From time to time I've mentioned that my great-grandfather, Calvin Banta, wrote for the Caddo Herald under the pseudonym, Rufe Bolts. Yesterday I came across this item from 1938. (I assume the vine and fig tree reference is from Micah 4:4)
The Caddo Herald
July 15, 1938
Liberty Hill News
We had some improvement in Sunday School last Sunday. Bro. Stince Johnson preached for us at 11 am. He agreed to preach for us every first Sunday. Everybody please keep in mind the date and come.
By the time this gets in print elections will be over and nothing to do but lick our sores and patch up our wounds. This should not be difficult for we’ll have the same officials whether we vote for them or not and if we lose our vote no one needs to know it but ourselves. Your governor will be mine, my governor will be yours, and if one is cheated all will be cheated; so let’s get together behind the man who heads the ticket and all be friends.

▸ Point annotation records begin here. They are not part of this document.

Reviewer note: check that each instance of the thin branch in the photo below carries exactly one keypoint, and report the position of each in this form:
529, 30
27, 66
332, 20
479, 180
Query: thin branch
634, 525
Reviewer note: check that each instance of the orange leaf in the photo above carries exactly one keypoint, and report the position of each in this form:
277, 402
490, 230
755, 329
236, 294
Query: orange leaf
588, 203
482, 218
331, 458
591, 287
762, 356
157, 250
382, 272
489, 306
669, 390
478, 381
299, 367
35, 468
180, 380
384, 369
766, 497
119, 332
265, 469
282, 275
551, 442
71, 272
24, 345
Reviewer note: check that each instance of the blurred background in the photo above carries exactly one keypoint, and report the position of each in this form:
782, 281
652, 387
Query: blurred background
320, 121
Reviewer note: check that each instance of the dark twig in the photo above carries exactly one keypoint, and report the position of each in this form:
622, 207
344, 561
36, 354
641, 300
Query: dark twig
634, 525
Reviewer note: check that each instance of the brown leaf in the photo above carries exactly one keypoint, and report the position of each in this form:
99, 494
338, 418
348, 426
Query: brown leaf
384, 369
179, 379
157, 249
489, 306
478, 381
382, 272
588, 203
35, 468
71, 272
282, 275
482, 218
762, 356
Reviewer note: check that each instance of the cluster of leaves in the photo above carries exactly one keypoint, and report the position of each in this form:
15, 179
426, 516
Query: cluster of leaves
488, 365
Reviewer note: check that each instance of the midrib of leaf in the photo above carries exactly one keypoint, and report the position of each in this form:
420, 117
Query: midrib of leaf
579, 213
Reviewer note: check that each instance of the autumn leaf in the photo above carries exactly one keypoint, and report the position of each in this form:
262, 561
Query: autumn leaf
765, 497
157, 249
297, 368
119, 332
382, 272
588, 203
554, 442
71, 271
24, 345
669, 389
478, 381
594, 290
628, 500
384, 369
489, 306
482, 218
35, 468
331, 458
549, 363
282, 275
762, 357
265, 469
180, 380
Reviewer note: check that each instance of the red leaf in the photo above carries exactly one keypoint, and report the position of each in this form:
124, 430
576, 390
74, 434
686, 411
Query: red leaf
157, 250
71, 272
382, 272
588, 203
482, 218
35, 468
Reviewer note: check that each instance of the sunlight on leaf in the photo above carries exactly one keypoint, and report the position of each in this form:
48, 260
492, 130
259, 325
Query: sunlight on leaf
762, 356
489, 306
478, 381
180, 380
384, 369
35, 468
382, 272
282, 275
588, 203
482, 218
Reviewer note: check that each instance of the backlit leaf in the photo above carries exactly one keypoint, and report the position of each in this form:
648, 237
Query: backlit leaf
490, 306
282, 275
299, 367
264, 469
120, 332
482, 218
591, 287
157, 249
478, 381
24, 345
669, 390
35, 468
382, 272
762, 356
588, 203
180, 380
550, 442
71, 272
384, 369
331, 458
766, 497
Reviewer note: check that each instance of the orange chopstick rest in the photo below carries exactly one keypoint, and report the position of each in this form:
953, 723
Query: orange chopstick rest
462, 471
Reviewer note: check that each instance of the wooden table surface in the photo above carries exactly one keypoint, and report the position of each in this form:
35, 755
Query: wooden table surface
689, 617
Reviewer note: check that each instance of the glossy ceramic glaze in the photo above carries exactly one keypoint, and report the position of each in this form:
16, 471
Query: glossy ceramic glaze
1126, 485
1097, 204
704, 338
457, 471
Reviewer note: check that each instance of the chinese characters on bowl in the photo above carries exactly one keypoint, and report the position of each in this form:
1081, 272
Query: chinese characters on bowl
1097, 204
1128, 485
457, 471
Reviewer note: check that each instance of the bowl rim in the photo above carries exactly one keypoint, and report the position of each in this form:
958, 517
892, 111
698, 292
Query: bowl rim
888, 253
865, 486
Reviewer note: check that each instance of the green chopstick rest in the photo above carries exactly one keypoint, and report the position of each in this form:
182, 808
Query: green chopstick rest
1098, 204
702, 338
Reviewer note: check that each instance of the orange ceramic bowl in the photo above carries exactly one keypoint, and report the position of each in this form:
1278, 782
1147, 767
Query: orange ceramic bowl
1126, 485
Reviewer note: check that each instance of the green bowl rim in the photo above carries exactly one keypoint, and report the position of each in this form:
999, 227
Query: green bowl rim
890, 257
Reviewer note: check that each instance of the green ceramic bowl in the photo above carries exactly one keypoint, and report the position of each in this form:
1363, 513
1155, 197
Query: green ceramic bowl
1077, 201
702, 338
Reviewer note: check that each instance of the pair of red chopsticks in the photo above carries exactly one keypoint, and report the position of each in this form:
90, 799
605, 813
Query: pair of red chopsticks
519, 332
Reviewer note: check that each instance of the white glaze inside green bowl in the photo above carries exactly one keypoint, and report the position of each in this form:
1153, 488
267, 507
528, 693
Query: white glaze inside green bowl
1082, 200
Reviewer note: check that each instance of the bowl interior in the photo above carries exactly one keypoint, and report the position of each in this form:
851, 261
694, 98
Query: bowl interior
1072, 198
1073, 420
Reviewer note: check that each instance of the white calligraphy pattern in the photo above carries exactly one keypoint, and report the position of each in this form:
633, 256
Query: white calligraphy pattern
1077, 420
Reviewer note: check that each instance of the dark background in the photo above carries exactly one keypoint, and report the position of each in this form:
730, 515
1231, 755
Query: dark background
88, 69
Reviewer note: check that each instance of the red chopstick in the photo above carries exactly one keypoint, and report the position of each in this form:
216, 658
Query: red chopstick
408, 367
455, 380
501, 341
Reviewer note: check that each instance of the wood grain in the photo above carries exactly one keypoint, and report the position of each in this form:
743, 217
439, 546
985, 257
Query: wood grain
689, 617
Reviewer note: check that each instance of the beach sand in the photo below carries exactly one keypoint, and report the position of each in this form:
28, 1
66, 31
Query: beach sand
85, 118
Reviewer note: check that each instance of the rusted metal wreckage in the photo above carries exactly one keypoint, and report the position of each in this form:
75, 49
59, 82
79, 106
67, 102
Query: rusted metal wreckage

We listened to the President speak Saturday afternoon and must say he made some very pointed remarks that we heartily enjoyed; also some that we made bold to disagree with being snugly ensconced in our own domicile more than 150 miles away, protected by the sanctity of our own vine and fig tree, we had no hesitancy in expressing our disapproval of his ideas on the Red River dam and a few other topics of national interest. Anyway, his visit to Oklahoma went over in good shape. We could hear the din and street racket clearly. Rufe Bolts
From a story about FDR’s secret visit to an airplane manufacturing plant in Tulsa during the war: It was Roosevelt's second visit to Oklahoma. The first was in 1938 when he came to campaign for the re-election of Sen. Elmer Thomas, but he deviated from his text and also praised Thomas's political foe, Gov. E.W. Marland. In addition, Roosevelt took a potshot at former Gov. William H. "Alfalfa Bill" Murray and snubbed 1st District U.S. Rep. Wesley Disney, who was on the platform with the president and several other Oklahoma politicians at the July 9 event. The president's appearance at Fairgrounds Park in Oklahoma City was his fifth in Oklahoma during that campaign trip. Roosevelt had made platform talks during brief stops at Wister, McAlester, Holdenville and Shaw nee before arriving in Oklahoma City. Gov. Marland, who was running against Thomas for the Senate seat, had called on Oklahomans on the eve of Roosevelt's visit not to "surrender" to the president at the polls. "It's a question whether Oklahoma wants to assert its constitutional right to select its own senator or whether it wants to surrender that right to the chief executive," Marland had said. Despite Marland's blast, the president included the governor and Sen. Josh Lee in his "few kind words" that had been scheduled for Thomas. He made his praise of Thomas a bit stronger, however, saying "Sen. Thomas has been of enormous help in keeping me informed of the needs of the people of Oklahoma." Deviating from his text, Roosevelt referred to Democrat Murray as a "nationally known Republican." Disney, a Tulsa Democrat, was astounded because Roosevelt failed to mention him and credited Thomas and Lee for the Grand River Dam. Disney said that "the only thing Thomas ever did was to oppose the dam." Disney said he had spent seven years working on funding for the dam and Lee "never knew anything about it." He also pointed out that Thomas had said a few months earlier that Disney deserved all the credit for the dam because he (Thomas) had nothing to do with it. It was one of the most unusual elections in Oklahoma history.